The big flagship buds. You know the ones. Nothing dropped those at $179 last year. They had that fancy mic inside the charging case to make your calls sound clearer. Super microphone, they called it. Sounds impressive, right?
It is not here.
The new budget siblings. The Nothing Ear 3As. They cost $99. No super mic. No high-fidelity call clarity gimmick from the case. So what did they do? Did they strip the audio drivers down to save pennies? No. They packed in 32MB of internal flash storage.
Inside the buds themselves.
You pinch the stems on both ears. Boom. You are recording. You can clip whatever is playing. A podcast. A lecture. Your friend rambling about crypto. Or a phone call. It saves right there on the hardware before syncing to the Nothing X app for transcription. You get two hours of raw audio capacity. Why? I guess we need a way to hoard sound bytes now.
The Sound and The Silence
Nothing has never been the cheap brand. They are the “stylish affordable” brand. Glass phones. Wires outside ear cups. Aesthetic first. Performance second. Or third. But this time the specs actually matter.
New 12mm dynamic drivers. They claim deeper bass. Better detail. The noise canceling improved too. Nothing says 17.1% better than the last gen. That specific decimal feels manufactured. But the frequency range matters more. Between 400Hz and 2,000Hz. That is where life happens. AC hums. Car engines. People chewing.
Codecs? You get SBC. AAC. LDAC. Yes, LDAC is still there at this price point. That is unusual. Static spatial audio exists, though no head tracking. It’s a novelty. Barely worth toggling on.
Calls? Three mics per bud. AI noise reduction. Standard fare. If you have used their gear before you know how they talk on the phone. Clear enough. Not crystal, not muddy.
“Static” spatial audio is included, but do not expect head tracking at this price tier.
The Case (And What Is Missing)
The case changed shape.
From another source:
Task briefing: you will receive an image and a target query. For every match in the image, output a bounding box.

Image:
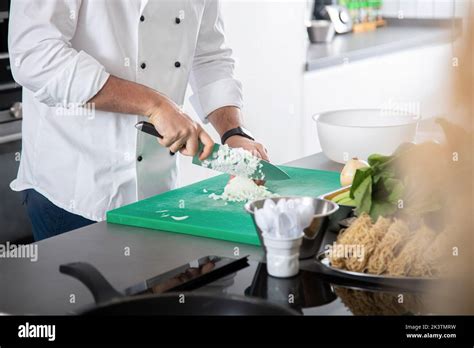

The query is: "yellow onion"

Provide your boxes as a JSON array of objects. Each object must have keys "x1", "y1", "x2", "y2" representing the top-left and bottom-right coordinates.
[{"x1": 340, "y1": 157, "x2": 369, "y2": 186}]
Rounder. Friendlier. Whatever that means. Probably softer edges so they do not gouge your thigh. Wireless charging is gone. Obviously. This is the sub-$100 model. But you do get four colors. Including pink. Always the pink option.
Battery life is where the marketing gets lazy.
Nothing says 10 hours playback. With ANC off. 42 hours total with the case. Good numbers. Then they hit the kill shot. ANC on? No number. They give you a total system time of 25 hours. You have to do the math. Six hours. Maybe seven. On a single charge. It is not great for a flight.
I want to test it. The recording feature specifically. It seems useless on paper but essential in practice. We will see how the drivers handle the new tuning against the pricier siblings. The price tag is fair. The feature set is strange.
Will you use the recorder? I doubt it.